Saturday, October 24, 2020

Textile Surface Design

I think all of us are asking ourselves, how do I dress and look good wearing a mask?  For some reason some of the more "out there" clothes I have made seem like they'll make me look like a crazy lady while wearing a mask.  Is anyone else thinking that?

I'm working on it, I've been slowly introducing more adventurous outfits lately.

Let's face it,  I have a lot of clothes.  Most of them made by me.  I have more clothes than I could wear in a month....changing twice a day.  Especially during this phase of my life, home most days, enjoying peace and quiet, I dress casually so that I can tear outside and tend the seedlings or go out in the garage and slap some paint on fabric.  So I've been a little less motivated to do my usual sewing.  I've done some, but mostly these days I'm interested in using the fabric I've made.  Creating fabric is getting to be a passion.  

I'm taking several online classes in the next few months and have been acquiring various white fabrics for those projects.

Here are a few of the garments I made from my last few classes.

This fabric was made in the 2nd  Pat Pauly I took in Sept.  It is using two techniques.  One is the stenciling at the top and bottom, which is part of Pat's curriculum, and the large ovals are deconstructed silkscreening I learned in Kerr Grabowski's class two summers ago.

This is a lightweight ponte, mostly cotton, of course there has to be some synthetic in it for the stretch but it holds the dye just fine.

The deconstructed silkscreening gives you results you can't ever control.  That's the fun part of it. As the dye slowly releases from the screen each successive print is different.  I like that a lot.

In my last blog I showed you a photo of fabric hanging to dry after the class.  This is the dress I made from that fabric.  It is a lightweight seersucker type fabric.  The pattern is drafted from RTW.  

Love the huge pocket!!

I'm learning a lot about color with each class.  There's nothing like more hours put into your work to teach you what doesn't work...and what does.

This is another very lightweight ponte.  I made this fabric in Kerr's class last year and just got around to sewing with it.

The black detail on the sleeves is from a silk screen I burned in a Holly Badgley class many years ago.  I'm building a nice library of images to use as layers.

This is a very lightweight cotton knit that didn't hold up well to the rigors of dyeing.  It's pretty stretchy and wrinkles badly.  I color blocked this one, using paper and painter's tape to block out areas. 

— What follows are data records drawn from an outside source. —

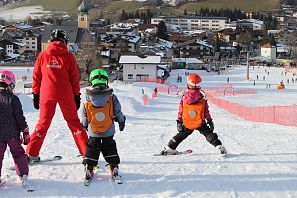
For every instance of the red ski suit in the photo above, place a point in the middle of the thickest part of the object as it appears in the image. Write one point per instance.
(56, 78)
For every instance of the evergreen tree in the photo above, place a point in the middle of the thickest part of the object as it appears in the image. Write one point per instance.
(162, 30)
(123, 16)
(217, 43)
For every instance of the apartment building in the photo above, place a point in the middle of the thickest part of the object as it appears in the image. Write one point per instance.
(193, 22)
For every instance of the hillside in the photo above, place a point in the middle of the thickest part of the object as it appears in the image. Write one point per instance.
(113, 8)
(262, 161)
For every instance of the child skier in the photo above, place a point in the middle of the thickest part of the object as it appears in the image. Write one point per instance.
(12, 125)
(100, 111)
(193, 115)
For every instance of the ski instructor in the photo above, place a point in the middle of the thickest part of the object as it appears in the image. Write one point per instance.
(56, 80)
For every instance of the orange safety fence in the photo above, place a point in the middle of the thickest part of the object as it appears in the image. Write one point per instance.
(283, 115)
(155, 80)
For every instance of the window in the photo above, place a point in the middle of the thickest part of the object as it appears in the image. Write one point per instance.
(130, 76)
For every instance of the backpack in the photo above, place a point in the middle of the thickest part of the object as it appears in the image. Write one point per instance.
(100, 118)
(193, 114)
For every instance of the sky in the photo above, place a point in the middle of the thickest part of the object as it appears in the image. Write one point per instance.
(262, 159)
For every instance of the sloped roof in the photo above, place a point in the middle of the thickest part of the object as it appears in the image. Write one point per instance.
(267, 45)
(83, 7)
(71, 32)
(137, 59)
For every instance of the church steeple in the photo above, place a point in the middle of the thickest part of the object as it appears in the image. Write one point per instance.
(83, 10)
(83, 7)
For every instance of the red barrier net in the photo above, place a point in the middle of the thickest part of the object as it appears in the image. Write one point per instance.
(283, 115)
(155, 80)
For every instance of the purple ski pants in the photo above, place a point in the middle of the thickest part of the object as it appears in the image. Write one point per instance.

 It wasn't a really satisfying technique for me so I won't be doing whole cloth with this style again.  But it was useful to see how it works and can be used here and there.

As I  mentioned above, learning, keep learning...over and over...never stops...about color.  Some of these work, some do not.  I' like to spend some time before the next class (yes, I'm taking another Pat Pauly class!) and do some dye mixing to see what happens.

This tunic pattern is by Katherine Tilton B6564.  I've made it twice and LOVE it.

And this is just a whimsical idea I had.  The tshirt that is on top was from Lucky Brands and was always too small for me.  So I hand stitched it onto a men's shirt.

And I tried sewing the cuffs onto the top of the sleeve.  Not sure I love this, I'll probably take that off.  What do you think?